An alternative approach you could try is to use a hash table instead of a vector to look up ids in:
void subvector(std::vector<X> const& values,
std::unordered_set<int> const& ids,
std::vector<X>& out) {
out.clear();
out.reserve(ids.size());
for(std::vector<X>::const_iterator i = values.begin(); i != values.end(); ++i) {
if(ids.find(i->id) != ids.end()) {
out.push_back(*i);
}
}
}
This runs in linear time since unordered_set::find is constant expected time (assuming that we have no problems hashing ints). However I suspect it might not be as fast in practice as the approach you described initially using vectors.
Since your vector is sorted, and you want a subset of it sorted the same way, I assume we can just slice out the chunk you want without rearranging it.
Why not just use find_if() twice. Once to find the start of the range you want and once to find the end of the range. This will give you the start and end iterators of the sub vector. Construct a new vector using those iterators. One of the vector constructor overloads takes two iterators.
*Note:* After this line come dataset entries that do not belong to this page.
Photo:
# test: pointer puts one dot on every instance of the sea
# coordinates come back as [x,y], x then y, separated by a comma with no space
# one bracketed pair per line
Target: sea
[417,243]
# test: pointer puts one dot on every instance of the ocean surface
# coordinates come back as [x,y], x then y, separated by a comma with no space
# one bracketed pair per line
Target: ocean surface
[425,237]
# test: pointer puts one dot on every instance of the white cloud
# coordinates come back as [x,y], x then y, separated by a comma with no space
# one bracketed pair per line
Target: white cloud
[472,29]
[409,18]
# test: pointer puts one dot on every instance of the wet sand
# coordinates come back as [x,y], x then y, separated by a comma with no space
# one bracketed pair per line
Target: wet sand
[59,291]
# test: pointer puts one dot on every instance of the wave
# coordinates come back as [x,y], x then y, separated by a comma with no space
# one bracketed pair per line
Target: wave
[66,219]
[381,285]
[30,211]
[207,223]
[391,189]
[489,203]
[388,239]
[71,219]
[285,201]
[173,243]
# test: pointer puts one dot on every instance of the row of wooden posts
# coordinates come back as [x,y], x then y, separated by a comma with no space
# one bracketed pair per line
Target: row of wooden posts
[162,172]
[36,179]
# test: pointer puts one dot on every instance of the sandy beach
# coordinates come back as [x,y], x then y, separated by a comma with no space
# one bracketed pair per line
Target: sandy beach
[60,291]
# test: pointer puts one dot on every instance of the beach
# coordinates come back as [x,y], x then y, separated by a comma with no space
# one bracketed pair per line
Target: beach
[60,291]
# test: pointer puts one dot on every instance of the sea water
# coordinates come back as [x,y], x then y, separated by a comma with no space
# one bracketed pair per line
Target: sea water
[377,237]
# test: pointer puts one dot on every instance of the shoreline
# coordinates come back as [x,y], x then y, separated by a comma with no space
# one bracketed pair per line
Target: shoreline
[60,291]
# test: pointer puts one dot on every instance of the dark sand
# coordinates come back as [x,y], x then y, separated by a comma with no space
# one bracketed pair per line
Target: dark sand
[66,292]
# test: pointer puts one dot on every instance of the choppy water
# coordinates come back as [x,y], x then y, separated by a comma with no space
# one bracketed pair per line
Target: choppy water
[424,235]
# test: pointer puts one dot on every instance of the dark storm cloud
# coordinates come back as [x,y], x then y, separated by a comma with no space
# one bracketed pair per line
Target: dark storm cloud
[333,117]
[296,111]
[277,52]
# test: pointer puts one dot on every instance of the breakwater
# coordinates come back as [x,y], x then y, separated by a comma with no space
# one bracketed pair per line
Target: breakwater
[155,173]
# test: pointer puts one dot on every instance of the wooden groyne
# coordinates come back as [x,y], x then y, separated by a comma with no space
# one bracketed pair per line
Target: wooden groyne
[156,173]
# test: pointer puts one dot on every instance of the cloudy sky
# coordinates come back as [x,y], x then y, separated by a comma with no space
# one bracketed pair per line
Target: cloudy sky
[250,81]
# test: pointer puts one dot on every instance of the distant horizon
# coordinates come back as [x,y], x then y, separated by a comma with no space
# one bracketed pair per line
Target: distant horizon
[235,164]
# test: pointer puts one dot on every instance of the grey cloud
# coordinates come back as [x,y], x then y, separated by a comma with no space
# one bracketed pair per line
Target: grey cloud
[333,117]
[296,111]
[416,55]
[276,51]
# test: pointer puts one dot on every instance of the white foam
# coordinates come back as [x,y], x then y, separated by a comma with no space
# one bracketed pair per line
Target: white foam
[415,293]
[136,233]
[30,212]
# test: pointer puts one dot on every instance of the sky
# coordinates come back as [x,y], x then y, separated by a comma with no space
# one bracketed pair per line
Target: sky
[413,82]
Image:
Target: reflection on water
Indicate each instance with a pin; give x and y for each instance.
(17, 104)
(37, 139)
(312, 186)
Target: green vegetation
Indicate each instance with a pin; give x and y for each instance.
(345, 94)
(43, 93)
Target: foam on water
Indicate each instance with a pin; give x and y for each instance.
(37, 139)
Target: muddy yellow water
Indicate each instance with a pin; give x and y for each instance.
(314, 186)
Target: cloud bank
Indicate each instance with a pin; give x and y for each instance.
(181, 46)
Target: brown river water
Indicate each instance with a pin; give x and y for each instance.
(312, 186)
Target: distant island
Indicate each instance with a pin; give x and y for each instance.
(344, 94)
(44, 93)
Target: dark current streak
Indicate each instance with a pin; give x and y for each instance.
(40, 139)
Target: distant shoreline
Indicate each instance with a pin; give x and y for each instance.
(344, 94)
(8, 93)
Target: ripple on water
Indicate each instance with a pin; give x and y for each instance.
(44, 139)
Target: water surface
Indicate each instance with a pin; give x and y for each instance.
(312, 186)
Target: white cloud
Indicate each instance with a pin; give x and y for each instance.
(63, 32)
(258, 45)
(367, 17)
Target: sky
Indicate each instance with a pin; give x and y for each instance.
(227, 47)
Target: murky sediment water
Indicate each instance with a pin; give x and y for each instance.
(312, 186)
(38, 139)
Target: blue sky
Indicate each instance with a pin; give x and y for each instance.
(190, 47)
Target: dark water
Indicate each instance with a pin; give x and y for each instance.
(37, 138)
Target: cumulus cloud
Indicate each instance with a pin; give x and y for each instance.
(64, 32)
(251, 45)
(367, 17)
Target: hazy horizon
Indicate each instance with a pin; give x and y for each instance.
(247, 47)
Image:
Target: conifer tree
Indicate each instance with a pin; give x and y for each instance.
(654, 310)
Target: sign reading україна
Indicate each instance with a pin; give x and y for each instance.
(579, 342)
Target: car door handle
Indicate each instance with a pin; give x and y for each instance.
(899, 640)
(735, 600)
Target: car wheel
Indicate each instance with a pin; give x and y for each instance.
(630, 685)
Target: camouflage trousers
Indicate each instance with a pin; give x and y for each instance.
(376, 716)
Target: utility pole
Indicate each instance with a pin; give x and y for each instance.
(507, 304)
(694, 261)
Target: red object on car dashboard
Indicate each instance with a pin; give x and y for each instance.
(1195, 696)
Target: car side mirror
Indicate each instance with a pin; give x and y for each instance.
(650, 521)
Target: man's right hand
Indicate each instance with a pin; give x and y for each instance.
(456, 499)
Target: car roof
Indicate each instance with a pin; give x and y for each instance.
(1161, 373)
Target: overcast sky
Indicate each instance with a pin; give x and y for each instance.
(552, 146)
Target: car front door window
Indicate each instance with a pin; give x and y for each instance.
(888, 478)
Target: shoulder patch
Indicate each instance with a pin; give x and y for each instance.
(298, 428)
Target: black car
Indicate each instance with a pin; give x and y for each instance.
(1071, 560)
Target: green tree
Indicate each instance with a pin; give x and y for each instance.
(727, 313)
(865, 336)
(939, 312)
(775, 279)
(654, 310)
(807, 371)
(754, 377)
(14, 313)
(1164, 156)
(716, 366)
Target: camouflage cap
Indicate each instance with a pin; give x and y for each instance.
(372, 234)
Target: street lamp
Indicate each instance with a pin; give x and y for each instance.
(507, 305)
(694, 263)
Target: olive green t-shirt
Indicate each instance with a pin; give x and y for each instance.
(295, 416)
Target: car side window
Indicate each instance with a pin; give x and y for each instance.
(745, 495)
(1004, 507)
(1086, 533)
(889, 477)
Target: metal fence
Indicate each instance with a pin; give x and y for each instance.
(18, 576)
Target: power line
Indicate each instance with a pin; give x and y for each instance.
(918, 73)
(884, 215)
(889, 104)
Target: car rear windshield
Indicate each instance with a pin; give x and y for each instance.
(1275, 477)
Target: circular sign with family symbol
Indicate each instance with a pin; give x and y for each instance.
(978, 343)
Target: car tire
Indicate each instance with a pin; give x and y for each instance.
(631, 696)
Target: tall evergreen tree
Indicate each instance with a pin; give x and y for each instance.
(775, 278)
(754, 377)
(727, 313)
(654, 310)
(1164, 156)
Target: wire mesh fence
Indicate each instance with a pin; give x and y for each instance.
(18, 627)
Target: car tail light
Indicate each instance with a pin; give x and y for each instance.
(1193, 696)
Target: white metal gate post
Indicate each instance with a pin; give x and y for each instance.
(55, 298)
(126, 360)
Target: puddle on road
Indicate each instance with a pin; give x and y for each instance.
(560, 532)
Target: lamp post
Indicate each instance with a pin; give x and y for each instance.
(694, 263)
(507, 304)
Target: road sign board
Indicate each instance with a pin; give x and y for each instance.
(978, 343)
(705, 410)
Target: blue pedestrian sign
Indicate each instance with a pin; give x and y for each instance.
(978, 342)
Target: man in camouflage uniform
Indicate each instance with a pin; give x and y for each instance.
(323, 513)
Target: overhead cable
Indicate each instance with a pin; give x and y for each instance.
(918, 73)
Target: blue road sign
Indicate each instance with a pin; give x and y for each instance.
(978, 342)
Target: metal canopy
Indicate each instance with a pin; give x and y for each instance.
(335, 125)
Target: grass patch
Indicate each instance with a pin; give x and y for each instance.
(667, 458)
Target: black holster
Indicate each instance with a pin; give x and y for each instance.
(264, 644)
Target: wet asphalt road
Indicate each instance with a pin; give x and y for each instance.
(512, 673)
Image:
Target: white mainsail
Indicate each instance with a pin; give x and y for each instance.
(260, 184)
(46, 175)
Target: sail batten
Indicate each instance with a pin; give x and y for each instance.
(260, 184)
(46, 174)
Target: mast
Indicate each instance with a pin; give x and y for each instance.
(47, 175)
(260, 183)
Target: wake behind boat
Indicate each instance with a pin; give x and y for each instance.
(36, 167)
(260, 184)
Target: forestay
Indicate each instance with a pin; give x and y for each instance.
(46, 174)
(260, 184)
That or the partition algorithm should work.
If I understood your problem correctly, you actually try to create a linear time sorting algorithm (subject to the input size of numbers M).
That is NOT possible.
Your current approach is to have a sorted list of possible values.
This takes linear time to the number of possible values N (theoretically, given that the map search takes O(1) time).
The best you could do, is to sort the values (you found from the map) with a quick sorting method (O(MlogM) f.e. quicksort, mergesort etc) for small values of M and maybe do that linear search for bigger values of M.
For example, if N is 100000 and M is 100 it is much faster to just use a sorting algorithm.
I hope you can understand what I say. If you still have questions I will try to answer them :)
edit: (comment)
I will further explain what I mean.
Say you know that your numbers will range from 1 to 100.
You have them sorted somewhere (actually they are "naturally" sorted) and you want to get a subset of them in sorted form.
If it would be possible to do it faster than O(N) or O(MlogM), sorting algorithms would just use this method to sort.
F.e. by having the set of numbers {5,10,3,8,9,1,7}, knowing that they are a subset of the sorted set of numbers {1,2,3,4,5,6,7,8,9,10} you still can't sort them faster than O(N) (N = 10) or O(MlogM) (M = 7).